The Force Awakens – Derinlemesine Bir Bakış
- Müzik: Büyük usta John Williams’ın SW’un başarısındaki katkısını göz ardı etmek mümkün değildir. Heyecanı, dramayı, trajediyi, yeninin keşfini ve görkemi iliklerimizde hissettirir bize SW müzikleri. Yıllardır, pek çok kez sağda solda kullanılmış olmasına rağmen hiç eskimemeyi başarmıştır onun büyülü tınıları, her duyduğumuzda bizi elimizden tutar, alır o çok uzaklardaki galaksiye götürür bırakır. TFA’nın müziklerini yine John Williams’ın yapmış olmasına rağmen maalesef filmin zayıf yönlerinden biri bu olmuş. Bu noktada gerçekten büyük hayal kırıklığına uğradığımı söylemem gerekiyor. Orijinal üçlemeden gelen parçaların kullanıldığı yerler yüzümü hep güldürdü ama yeni müziklerin kulağımı tırmaladığı yerler bile oldu. Ön-üçlemeden bile birkaç çok güzel SW tınısının zihnimize kazındığımızı düşünürsek bu büyük bir kayıp olmuş. Maz Kanata’nın hanı üzerinde yapılan savaş görsel olarak harika olmasına rağmen (ortasında bir yerde Poe’nun yaptığı bir sortinin hiç kesintisiz çekilmiş bir sahne olduğuna dikkat ettiniz mi?) Direniş’in müziği beni neredeyse sahneden soğutuyordu. Hiç beklemediğim bir yerden yediğim bir gol oldu bu kendi adıma.
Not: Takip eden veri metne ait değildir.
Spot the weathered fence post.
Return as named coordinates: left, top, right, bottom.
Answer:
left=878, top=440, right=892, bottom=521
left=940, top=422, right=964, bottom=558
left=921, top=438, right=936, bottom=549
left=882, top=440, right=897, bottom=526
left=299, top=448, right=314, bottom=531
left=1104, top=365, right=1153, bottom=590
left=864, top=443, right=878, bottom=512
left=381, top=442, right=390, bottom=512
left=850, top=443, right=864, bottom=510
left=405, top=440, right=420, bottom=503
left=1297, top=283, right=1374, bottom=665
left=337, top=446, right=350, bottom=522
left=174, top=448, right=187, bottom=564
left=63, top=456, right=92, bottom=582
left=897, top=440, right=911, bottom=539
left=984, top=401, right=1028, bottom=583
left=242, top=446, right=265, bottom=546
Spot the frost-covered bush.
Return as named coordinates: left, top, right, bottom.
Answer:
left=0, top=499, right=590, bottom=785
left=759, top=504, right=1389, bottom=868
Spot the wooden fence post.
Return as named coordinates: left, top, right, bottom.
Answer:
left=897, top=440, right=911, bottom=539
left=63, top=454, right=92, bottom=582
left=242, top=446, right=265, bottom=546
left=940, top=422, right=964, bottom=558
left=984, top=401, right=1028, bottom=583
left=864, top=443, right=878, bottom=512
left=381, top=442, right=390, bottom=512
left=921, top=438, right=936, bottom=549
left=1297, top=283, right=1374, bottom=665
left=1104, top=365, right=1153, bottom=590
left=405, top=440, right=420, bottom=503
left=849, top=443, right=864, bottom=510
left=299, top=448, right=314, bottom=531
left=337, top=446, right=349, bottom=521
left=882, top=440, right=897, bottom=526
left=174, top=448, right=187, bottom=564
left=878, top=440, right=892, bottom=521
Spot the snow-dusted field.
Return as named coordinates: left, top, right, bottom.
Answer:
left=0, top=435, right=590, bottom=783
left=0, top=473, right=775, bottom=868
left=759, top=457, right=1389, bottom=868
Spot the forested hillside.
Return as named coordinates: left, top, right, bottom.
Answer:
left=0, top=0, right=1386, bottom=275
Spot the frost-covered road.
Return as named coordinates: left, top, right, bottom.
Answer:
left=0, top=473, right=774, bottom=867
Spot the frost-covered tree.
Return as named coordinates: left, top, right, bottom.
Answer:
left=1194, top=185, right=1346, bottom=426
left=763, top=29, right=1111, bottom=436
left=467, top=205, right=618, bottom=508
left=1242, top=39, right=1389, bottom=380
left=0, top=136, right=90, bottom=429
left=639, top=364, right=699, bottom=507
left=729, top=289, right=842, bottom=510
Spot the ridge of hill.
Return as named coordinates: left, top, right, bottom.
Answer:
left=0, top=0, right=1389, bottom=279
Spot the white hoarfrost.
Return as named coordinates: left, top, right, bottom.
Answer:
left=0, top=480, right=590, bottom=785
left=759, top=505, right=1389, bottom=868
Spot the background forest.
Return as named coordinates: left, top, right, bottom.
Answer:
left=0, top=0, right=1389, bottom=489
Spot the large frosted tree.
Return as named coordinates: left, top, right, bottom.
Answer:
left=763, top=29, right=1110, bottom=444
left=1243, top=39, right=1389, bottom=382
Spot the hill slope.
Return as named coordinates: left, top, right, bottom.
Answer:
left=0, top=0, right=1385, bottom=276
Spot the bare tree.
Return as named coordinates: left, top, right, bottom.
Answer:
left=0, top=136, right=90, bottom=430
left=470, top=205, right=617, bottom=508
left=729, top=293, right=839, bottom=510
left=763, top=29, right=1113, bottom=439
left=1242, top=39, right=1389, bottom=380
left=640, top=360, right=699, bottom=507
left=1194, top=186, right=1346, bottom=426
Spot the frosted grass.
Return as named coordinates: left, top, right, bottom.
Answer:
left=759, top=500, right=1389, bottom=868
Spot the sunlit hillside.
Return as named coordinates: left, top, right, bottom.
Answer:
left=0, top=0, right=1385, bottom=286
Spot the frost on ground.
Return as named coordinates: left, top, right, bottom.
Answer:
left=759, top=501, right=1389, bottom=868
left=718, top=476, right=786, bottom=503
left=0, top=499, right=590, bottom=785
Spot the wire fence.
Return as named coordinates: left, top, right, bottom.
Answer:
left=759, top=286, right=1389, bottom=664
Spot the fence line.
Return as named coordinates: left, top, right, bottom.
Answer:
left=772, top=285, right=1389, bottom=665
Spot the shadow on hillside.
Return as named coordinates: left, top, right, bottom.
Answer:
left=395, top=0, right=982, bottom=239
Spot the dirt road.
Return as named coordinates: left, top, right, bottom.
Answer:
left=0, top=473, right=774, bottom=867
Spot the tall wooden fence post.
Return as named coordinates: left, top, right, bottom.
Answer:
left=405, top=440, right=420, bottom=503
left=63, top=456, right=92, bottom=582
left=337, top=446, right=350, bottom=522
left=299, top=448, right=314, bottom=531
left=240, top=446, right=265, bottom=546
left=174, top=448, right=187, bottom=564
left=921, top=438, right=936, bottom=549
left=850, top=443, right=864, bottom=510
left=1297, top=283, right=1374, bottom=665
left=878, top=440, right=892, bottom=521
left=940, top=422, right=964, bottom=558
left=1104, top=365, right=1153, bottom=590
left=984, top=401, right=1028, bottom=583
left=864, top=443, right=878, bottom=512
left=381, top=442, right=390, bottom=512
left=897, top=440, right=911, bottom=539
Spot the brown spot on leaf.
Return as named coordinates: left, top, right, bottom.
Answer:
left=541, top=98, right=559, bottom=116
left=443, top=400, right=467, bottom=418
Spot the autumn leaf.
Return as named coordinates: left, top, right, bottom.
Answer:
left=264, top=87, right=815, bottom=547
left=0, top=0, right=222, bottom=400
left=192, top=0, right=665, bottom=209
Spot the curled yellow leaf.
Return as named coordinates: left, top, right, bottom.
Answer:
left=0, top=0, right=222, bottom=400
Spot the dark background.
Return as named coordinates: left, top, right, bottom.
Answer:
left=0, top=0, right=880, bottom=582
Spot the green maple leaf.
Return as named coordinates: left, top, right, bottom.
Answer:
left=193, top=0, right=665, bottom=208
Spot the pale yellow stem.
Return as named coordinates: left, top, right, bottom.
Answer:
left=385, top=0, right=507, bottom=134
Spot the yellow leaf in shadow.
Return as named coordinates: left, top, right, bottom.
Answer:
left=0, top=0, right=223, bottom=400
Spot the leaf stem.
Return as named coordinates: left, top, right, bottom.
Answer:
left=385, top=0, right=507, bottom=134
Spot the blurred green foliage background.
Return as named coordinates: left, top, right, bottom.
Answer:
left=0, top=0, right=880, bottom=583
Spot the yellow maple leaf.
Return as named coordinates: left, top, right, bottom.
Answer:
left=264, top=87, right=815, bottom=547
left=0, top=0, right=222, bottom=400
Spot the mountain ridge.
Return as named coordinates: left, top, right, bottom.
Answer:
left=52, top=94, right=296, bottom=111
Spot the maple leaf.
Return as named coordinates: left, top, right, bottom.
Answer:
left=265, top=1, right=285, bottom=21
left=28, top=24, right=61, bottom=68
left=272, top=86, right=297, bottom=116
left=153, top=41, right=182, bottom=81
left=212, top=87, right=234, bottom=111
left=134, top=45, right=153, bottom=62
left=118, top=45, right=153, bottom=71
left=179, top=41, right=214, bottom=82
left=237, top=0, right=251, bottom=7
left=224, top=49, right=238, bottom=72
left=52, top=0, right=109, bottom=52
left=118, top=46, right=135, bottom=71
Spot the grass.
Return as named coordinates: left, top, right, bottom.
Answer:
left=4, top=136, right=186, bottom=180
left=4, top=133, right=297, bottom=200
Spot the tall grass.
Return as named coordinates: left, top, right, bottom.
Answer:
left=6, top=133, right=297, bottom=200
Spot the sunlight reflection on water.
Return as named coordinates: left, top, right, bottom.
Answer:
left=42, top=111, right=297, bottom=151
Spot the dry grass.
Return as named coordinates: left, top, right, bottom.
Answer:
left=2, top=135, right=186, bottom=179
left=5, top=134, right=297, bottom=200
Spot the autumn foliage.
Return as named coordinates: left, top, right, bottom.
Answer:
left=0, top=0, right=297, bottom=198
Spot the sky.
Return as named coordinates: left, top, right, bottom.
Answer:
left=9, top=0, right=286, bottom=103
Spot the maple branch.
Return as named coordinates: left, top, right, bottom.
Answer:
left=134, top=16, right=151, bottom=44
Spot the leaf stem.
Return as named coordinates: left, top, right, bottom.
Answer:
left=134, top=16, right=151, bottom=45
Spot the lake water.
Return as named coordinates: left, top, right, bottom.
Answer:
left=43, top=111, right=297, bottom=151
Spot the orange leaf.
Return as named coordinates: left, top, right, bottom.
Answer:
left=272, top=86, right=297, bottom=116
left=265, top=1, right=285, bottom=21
- Dekor ve Kostümler: Söyleyebileceklerim sadece olumlu bu konularda, hem yeni olup, hem de gözlerimize aşina olabilen bir düzlemde seyrediyorlar. Bizi eski güzel günlere taşıyan ve evimizde hissettiren başarılı unsurlardan biri olmuş. Bu noktada getirebileceğim bir eleştiri uzay gemisi tasarımlarıyla ilgili. TFA’da ana gemilerin uzayda savaşı yok ama güzel it dalaşları mevcut. Buna karşılık avcılarda hayal kırıkılığı yaratan bir çeşitsizlik var. Sadece güncellenmiş X-wingler ve Tie Fighter’lar var göklerde. Güzeller bir diyeceğim yok, ama gözler A ve B wingleri, Tie interceptor ve bomberları arıyor doğrusu.
- Tempo: Filmin akışının hızıyla ilgili biraz derdim var. Filmle ilgili sıkıntı çekenlerin birçoğunun dertlerinin kaynağı burada saklı zannımca. Filmin açılışından, Rey hayatımıza girene kadar olan kısmı aşırı hızlı gidiyor, Rey’i tanırken biraz nefes alıyoruz, sonra yine bir depar geliyor (özellikle Finn ve Poe etkileşimi aşırı hızlı gelişiyor, bilgi aktarımları filan çok hızlı oluyor, hatta ikisi arasında bir “buddy cop” etkileşimi oluyor ki, aslında hızlıca bittiğine sevindim, ıyk!). Maz Kanata kısmının sonuna kadar yine iyi gidiyor. Direniş’in üssüne gidilmesinden, Han Solo’nun oğluyla yüzleşmek için köprüye çıktığı ana kadar yine bir paldır küldür durumu oluyor, sonrası tekrar iyi oluyor. Temponun depara kalktığı anlarda çok fazla şey oluyor ve ne hazmedebiliyoruz, ne de sonradan gelecek olanı merak edecek zamanımız oluyor. Yüreğimiz, gözlerimizin görmekte olduğuna zar zor yetişebildiği için de TFA bazı duygusal kreşendoları kaçırıyor ve bu durum filme bağlanmamıza zarar veriyor (Starkiller üssüne saldırı meselesi bunlardan en büyüğü mesela).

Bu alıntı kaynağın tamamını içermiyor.